Bangladeshi educator and entrepreneur

Ayman Sadiq (আয়মান সাদিক; born 2 September 1992) is a Bangladeshi educator, entrepreneur, and founder of 10 Minute School, an online platform that provides free educational resources. He has received several awards, including the Queen's Young Leader Award and has been listed in Forbes "30 Under 30 Asia."

== Early life and education ==
Ayman Sadiq was born on 2 September 1992 in Comilla, Bangladesh. He pursued his higher education at the Institute of Business Administration (IBA), University of Dhaka. During his time as a student, Sadiq was actively involved in various student competitions and won several, including Biz Maestros, Brandwidth, and Future Leader League. His early inclination toward education led him to become a tutor, which later inspired him to establish his educational platform, 10 Minute School.
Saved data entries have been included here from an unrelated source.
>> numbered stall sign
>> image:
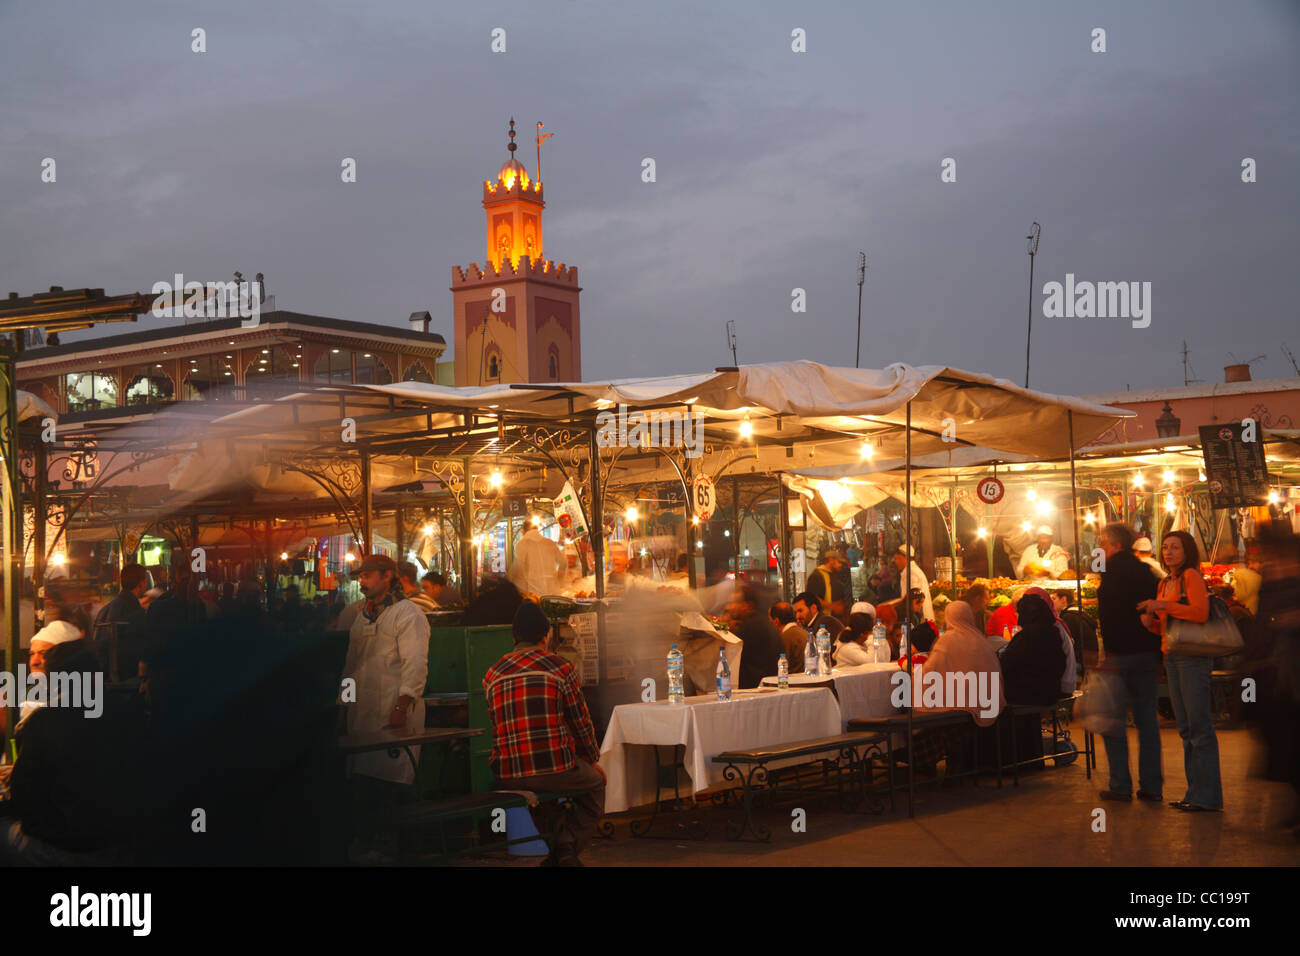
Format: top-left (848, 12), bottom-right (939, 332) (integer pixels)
top-left (692, 475), bottom-right (717, 521)
top-left (976, 476), bottom-right (1005, 505)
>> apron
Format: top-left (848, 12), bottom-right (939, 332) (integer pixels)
top-left (343, 602), bottom-right (428, 784)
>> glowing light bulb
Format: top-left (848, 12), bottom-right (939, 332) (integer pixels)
top-left (1133, 472), bottom-right (1145, 488)
top-left (1268, 490), bottom-right (1280, 505)
top-left (976, 527), bottom-right (987, 539)
top-left (625, 505), bottom-right (639, 523)
top-left (1035, 501), bottom-right (1053, 516)
top-left (52, 553), bottom-right (66, 566)
top-left (1165, 494), bottom-right (1176, 513)
top-left (691, 515), bottom-right (699, 525)
top-left (280, 552), bottom-right (288, 560)
top-left (724, 529), bottom-right (731, 537)
top-left (530, 515), bottom-right (541, 526)
top-left (1021, 521), bottom-right (1032, 532)
top-left (344, 553), bottom-right (356, 562)
top-left (489, 471), bottom-right (503, 488)
top-left (1084, 512), bottom-right (1096, 526)
top-left (640, 548), bottom-right (647, 557)
top-left (1198, 470), bottom-right (1207, 482)
top-left (1026, 489), bottom-right (1037, 502)
top-left (744, 549), bottom-right (750, 556)
top-left (739, 416), bottom-right (753, 438)
top-left (1162, 469), bottom-right (1175, 484)
top-left (696, 540), bottom-right (703, 549)
top-left (423, 524), bottom-right (434, 536)
top-left (859, 440), bottom-right (874, 459)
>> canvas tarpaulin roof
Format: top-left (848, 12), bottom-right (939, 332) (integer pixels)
top-left (170, 362), bottom-right (1132, 499)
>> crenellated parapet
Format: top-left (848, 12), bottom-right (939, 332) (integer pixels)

== Career and 10 Minute School ==
Ayman Sadiq is the Founder CEO of 10 Minute School, the largest online education platform in Bangladesh. The platform offers a wide range of free educational content, including video tutorials, quizzes, and live classes, reaching over 250,000 students daily. Sadiq stated that he started 10 Minute School to overcome the economic and geographic barriers to quality education in Bangladesh and his goal was to provide a "one-stop solution" for education across various disciplines. 10 Minute School has over 30,000 educational videos and interactive lessons to millions of students across Bangladesh.

== Awards and recognition ==
Ayman Sadiq has been recognized for his contributions to education and entrepreneurship on multiple global platforms. He was awarded the IDLC-Prothom Alo SME Award in 2022 for significant role in promoting e-learning in Bangladesh. He was also included in Forbes' "30 Under 30 Asia" list in 2018, which highlights young innovators and disruptors across the Asia-Pacific region. He has also received the Queen's Young Leader Award in 2018, which honors exceptional young leaders from the Commonwealth countries. Additionally, his platform, 10 Minute School, won the Asia Pacific ICT Alliance (APICTA) Award, often regarded as the "Oscars of ICT," for being the best e-learning initiative. The platform also received the GLOMO Award at the World Mobile Congress.

== Personal life ==
Ayman Sadiq is married to Munzereen Shahid, who is also involved in educational content creation. They married in 2023.